WASHINGTON: Health authorities in the midwestern US state of Minnesota announced Thursday they had found another case of the Omicron variant on American soil, this time in a man with no known recent international travel history.
Like the first identified US case in California, the patient was vaccinated, and had mild symptoms from which he has now recovered.
He returned to the Minneapolis area from an anime convention in New York City, held November 19-21, before developing symptoms on November 22 and getting tested two days later.
"This news is concerning, but it is not a surprise," Minnesota Governor Tim Walz said in a statement, hailing his state's genomic sequencing and virus testing efforts.
US and other countries tighten travel rules over Omicron
The fact that the man had not recently come back from another country signals that the variant is circulating inside the United States, which epidemiologists had expected, despite Washington's decision to ban entry to travelers from several southern African nations.
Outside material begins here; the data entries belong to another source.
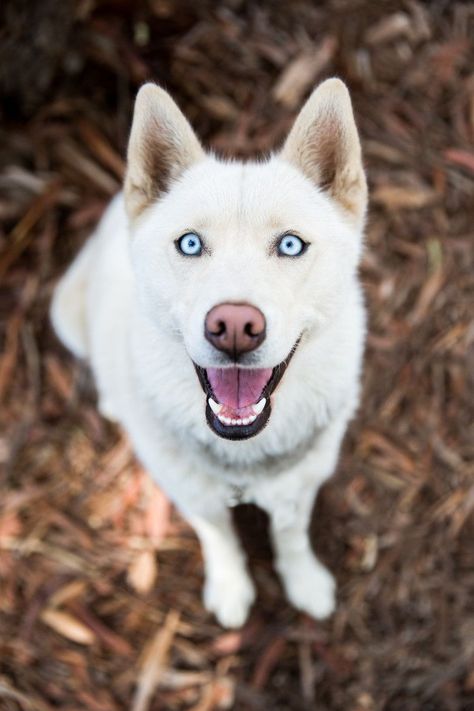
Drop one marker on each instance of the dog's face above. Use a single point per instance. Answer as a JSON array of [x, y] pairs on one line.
[[243, 262]]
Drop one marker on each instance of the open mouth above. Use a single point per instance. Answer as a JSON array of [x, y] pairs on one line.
[[238, 400]]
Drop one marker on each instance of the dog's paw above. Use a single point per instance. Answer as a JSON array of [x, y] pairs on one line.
[[229, 597], [309, 586]]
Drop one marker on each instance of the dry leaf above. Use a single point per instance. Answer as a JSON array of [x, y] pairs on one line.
[[395, 197], [142, 571]]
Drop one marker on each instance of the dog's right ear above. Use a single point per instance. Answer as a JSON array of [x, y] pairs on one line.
[[162, 145]]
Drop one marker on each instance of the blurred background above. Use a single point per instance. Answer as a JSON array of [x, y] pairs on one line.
[[99, 584]]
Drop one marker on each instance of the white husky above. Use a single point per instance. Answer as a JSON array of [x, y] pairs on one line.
[[219, 307]]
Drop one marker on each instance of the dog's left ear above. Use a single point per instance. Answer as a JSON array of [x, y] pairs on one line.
[[162, 145], [324, 144]]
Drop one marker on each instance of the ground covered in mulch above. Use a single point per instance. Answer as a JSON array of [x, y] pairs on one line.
[[99, 596]]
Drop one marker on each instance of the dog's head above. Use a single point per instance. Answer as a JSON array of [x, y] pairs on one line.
[[244, 262]]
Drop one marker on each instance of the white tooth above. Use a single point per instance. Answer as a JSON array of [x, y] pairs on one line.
[[215, 406]]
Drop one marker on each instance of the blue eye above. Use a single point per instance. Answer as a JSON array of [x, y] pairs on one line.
[[190, 244], [291, 246]]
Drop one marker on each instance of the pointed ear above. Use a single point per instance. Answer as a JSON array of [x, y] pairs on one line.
[[162, 145], [324, 144]]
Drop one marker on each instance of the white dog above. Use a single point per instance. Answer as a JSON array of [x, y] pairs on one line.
[[219, 307]]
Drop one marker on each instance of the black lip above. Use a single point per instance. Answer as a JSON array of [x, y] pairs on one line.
[[239, 432]]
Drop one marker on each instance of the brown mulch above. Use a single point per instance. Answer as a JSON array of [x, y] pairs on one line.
[[100, 595]]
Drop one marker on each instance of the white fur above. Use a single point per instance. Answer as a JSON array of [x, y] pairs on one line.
[[135, 308]]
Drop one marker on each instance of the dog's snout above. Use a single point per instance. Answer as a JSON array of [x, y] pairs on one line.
[[235, 328]]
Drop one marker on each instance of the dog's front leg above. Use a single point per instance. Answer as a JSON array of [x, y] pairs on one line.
[[228, 589], [289, 500], [309, 586]]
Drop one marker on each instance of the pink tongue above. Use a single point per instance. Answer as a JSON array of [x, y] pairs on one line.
[[236, 387]]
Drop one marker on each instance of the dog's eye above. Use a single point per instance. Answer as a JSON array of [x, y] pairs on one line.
[[291, 246], [190, 244]]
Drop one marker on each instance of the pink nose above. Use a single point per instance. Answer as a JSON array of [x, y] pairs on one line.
[[235, 328]]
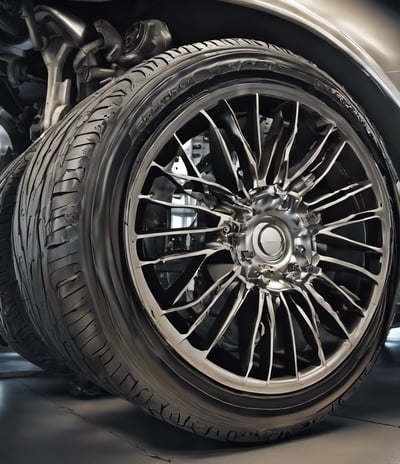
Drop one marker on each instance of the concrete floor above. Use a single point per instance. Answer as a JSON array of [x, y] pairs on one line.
[[40, 423]]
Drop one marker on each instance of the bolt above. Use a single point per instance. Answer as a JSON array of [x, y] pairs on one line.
[[314, 270]]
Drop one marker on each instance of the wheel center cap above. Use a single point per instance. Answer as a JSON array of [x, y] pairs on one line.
[[272, 241]]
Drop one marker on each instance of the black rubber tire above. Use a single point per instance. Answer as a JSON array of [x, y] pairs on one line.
[[69, 247], [15, 326]]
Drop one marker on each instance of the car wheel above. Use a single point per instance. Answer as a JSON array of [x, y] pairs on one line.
[[235, 226]]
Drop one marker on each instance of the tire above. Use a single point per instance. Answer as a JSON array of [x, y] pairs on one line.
[[15, 326], [227, 221]]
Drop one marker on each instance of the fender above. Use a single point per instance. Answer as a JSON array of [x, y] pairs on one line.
[[367, 37]]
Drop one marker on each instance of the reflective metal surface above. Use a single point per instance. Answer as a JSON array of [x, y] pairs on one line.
[[277, 273]]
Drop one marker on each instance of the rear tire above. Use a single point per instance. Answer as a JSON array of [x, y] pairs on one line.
[[15, 326], [228, 297]]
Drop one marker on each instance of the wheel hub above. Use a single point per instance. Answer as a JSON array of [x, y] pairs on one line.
[[271, 242], [275, 245]]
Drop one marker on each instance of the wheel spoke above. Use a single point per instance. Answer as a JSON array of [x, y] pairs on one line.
[[235, 135], [175, 292], [247, 352], [204, 184], [177, 232], [355, 218], [290, 346], [271, 327], [218, 288], [345, 293], [270, 146], [227, 218], [337, 197], [225, 319], [252, 130], [310, 325], [341, 264], [346, 242], [282, 177], [190, 166], [225, 170], [206, 253], [341, 330], [222, 288], [310, 160], [319, 173]]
The case was made public a day after the Centers for Disease and Prevention (CDC) announced the first confirmed US case, a fully vaccinated traveler who had recently returned from South Africa and was recovering from mild symptoms.
US health authorities are urging everyone above the age of five to get vaccinated, and to get boosted once they are eligible.
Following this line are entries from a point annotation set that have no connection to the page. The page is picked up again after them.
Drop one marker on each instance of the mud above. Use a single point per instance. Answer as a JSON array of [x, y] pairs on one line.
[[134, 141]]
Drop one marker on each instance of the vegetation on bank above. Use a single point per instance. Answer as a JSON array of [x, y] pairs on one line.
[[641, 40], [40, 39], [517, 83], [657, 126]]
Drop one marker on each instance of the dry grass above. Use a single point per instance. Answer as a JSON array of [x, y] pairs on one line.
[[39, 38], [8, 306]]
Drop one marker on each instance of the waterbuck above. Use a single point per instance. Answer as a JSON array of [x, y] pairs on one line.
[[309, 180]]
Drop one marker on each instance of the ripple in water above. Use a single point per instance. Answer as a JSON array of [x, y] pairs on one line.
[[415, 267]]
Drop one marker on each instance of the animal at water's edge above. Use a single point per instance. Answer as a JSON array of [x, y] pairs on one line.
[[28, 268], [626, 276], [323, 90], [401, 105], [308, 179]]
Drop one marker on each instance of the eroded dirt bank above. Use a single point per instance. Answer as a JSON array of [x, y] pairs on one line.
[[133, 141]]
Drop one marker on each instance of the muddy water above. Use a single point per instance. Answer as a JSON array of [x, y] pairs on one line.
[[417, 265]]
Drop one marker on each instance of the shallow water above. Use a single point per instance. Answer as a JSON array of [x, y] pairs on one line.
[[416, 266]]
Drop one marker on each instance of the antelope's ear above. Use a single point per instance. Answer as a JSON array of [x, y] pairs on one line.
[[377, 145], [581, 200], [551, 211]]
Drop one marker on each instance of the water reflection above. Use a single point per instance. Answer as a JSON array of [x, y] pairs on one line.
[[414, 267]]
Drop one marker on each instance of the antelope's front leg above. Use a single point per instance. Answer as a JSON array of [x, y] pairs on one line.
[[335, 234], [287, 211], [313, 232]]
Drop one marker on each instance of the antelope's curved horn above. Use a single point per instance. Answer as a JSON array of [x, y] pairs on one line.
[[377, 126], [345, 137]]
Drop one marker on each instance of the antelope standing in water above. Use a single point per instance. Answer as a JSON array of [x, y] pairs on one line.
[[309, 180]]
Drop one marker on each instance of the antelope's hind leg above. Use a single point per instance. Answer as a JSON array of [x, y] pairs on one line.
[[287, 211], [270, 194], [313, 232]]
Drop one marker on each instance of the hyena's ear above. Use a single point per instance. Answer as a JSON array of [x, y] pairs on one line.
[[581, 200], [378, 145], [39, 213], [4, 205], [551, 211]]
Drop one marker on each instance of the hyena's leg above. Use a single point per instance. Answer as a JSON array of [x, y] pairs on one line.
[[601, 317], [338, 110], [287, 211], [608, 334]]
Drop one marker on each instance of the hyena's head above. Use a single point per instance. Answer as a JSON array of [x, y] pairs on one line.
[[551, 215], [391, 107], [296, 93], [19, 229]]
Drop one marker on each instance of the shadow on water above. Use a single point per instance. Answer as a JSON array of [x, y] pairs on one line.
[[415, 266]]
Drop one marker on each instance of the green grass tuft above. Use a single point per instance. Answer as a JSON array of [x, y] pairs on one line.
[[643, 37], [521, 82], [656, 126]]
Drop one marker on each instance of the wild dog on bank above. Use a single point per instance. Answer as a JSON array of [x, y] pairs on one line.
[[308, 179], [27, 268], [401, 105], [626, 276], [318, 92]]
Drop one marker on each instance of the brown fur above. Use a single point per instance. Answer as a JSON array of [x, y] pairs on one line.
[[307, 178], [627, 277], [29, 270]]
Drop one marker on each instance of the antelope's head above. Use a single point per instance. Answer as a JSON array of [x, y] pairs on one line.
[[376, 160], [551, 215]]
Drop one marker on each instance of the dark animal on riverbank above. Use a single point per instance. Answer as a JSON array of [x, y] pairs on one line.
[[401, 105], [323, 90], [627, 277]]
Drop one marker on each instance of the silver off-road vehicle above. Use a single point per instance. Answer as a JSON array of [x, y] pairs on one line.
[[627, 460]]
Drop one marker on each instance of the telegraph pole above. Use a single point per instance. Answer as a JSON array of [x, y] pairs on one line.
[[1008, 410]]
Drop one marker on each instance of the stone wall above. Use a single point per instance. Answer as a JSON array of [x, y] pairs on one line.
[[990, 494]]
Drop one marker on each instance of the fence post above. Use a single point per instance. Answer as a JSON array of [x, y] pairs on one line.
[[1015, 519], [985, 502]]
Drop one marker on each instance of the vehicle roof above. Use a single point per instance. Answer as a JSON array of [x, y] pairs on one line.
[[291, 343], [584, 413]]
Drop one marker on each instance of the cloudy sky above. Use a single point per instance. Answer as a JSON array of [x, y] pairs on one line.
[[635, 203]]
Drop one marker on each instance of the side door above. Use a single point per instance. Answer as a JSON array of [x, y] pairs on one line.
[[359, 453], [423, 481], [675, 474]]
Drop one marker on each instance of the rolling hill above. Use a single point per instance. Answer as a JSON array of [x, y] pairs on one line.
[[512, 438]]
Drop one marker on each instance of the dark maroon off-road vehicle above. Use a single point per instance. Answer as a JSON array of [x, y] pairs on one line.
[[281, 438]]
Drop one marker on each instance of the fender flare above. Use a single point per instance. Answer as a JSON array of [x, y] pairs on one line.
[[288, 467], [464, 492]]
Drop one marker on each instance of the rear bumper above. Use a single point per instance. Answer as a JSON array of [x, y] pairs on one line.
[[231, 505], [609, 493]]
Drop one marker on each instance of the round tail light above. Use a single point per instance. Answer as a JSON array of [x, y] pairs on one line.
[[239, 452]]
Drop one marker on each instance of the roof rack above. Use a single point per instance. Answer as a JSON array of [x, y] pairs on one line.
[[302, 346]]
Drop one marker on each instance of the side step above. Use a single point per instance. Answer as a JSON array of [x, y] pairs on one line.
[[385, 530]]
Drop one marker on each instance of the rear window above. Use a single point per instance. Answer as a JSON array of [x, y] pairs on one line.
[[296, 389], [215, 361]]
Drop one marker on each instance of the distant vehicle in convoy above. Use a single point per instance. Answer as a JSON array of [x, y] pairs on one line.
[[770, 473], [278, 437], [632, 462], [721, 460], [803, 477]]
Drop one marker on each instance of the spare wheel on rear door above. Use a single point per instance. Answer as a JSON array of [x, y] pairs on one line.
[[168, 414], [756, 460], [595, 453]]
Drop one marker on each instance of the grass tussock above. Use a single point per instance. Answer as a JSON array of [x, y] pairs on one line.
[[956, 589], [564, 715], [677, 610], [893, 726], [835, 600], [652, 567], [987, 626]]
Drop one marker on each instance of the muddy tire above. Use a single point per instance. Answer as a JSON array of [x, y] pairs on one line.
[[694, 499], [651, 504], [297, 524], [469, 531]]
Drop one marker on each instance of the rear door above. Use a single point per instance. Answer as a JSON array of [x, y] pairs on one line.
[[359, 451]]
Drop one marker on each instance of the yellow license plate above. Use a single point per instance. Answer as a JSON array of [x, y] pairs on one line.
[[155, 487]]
Scientists hope lab testing will soon reveal the extent to which Omicron evades the protective action of vaccines, but expect they will remain at least partially effective, especially against severe disease.
Top US government scientist Anthony Fauci said Wednesday that past experience had shown boosters were a good idea because they raise the number of overall antibodies in a person's immune system, some of which will remain effective at stopping new variants.
"Our experience with variants such as the Delta variant, is that even though the vaccine isn't specifically targeted to the Delta variant, when you get a high enough level of an immune response, you get spillover protection," he said.